Standing just 6-foot, 230 pounds, Heyward was rather undersized for a true tight end in the NFL. A former running back in college at Michigan State, Heyward made the transition to tight end for his final season with the Spartans, ultimately leading to him being drafted by the Steelers in the sixth round, reuniting with his older brother, Cameron, while giving the Steelers a versatile chess piece offensively.
Initially, it seemed like Heyward was best suited for that H-back style role, but the Steelers were adamant about him being a tight end, placing him under the guidance of tight ends coach Alfredo Roberts.
Though the transition was rough at times, Heyward came on strong late in the TE3 role, making some major plays in the passing game while holding his own as a blocker, especially on the split-zone flow blocks to the backside, causing him to see the field consistently down the stretch.

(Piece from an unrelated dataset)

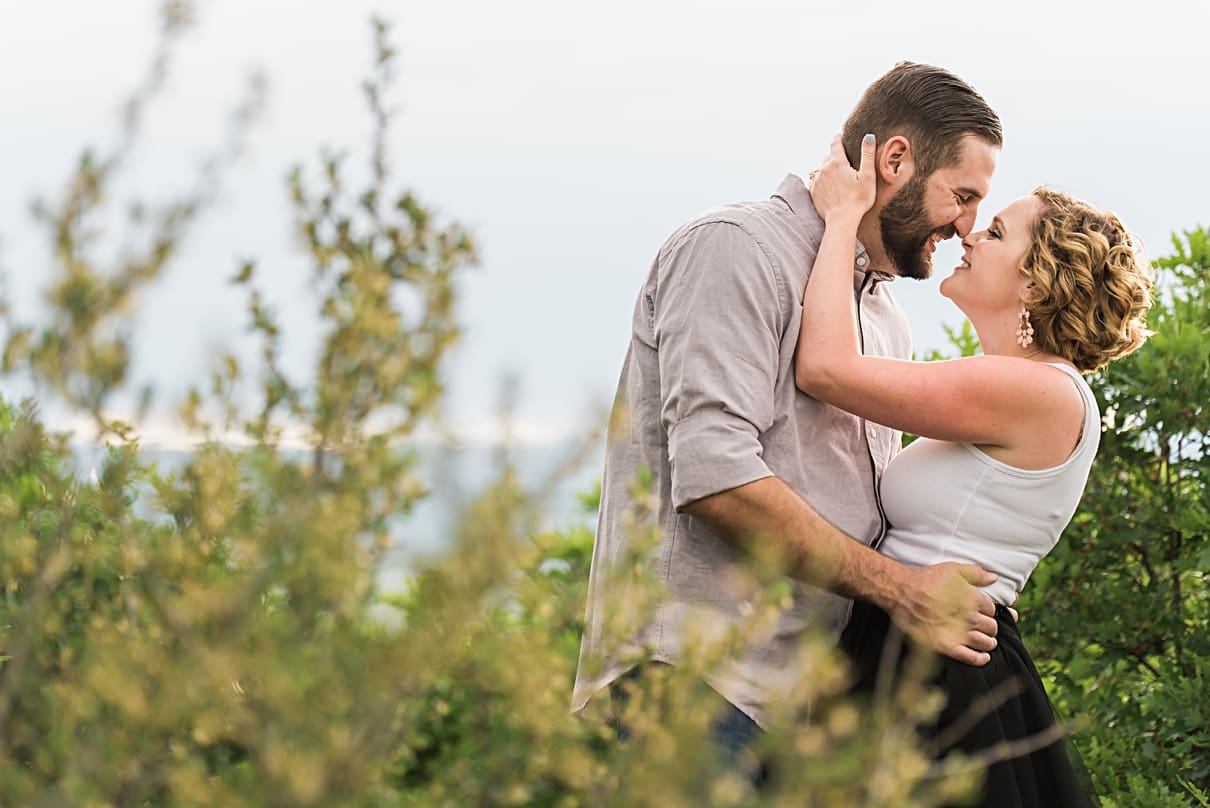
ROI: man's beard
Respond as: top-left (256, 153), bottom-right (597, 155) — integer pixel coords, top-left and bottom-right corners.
top-left (878, 173), bottom-right (956, 281)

While he is a true football player willing to do whatever is asked of him, Heyward was largely trying to learn on the fly at the tight end position in his rookie season while being thrown to the wolves at the pro level. To his credit, he handled the adversity well and thrived, setting up him for a potentially strong second season now that he believes he understands the game and the position more.
“I feel like I did well in college, but I didn’t know why and what I was doing,” Heyward said to The Athletic’s Mark Kaboly in an article published Wednesday. “Now I am just understanding the game so much more and playing so much faster and being able to use my leverage and use other things that guys my size aren’t able to do. Just being able to cut, keep the edge guys on defense on their heels. It makes it easier for me and helps the guys in the run game.”
As a former running back, Heyward had a general feel for how to set up blocks overall, at least at the college ranks. Once he got to the pros though, it was a bit of a different challenge overall. Down the stretch in his rookie season, Heyward figured out the nuances of the position, from hand usage as a blocker, to body positioning against defenders and more, allowing him to utilize his physical traits to thrive in space as a blocker in the NFL.
Though he may be undersized at the position, he never used it as a crutch for what he could or couldn’t do, instead adjusting his game to figure out ways to win, whether that was using his size to gain leverage against bigger, stronger players, or using his high football IQ to adjust his target as a blocker on the fly, climbing to the next level to put a hat on a defender to spring a runner.
He might not have the dominant physical traits that are ideal at the position, but he has a strength between the ears that helps him win where others don’t. That’s incredibly valuable moving forward, especially as he continues to learn the ins and outs of the position at the pro level, carving out a true role in the Steel City offensively.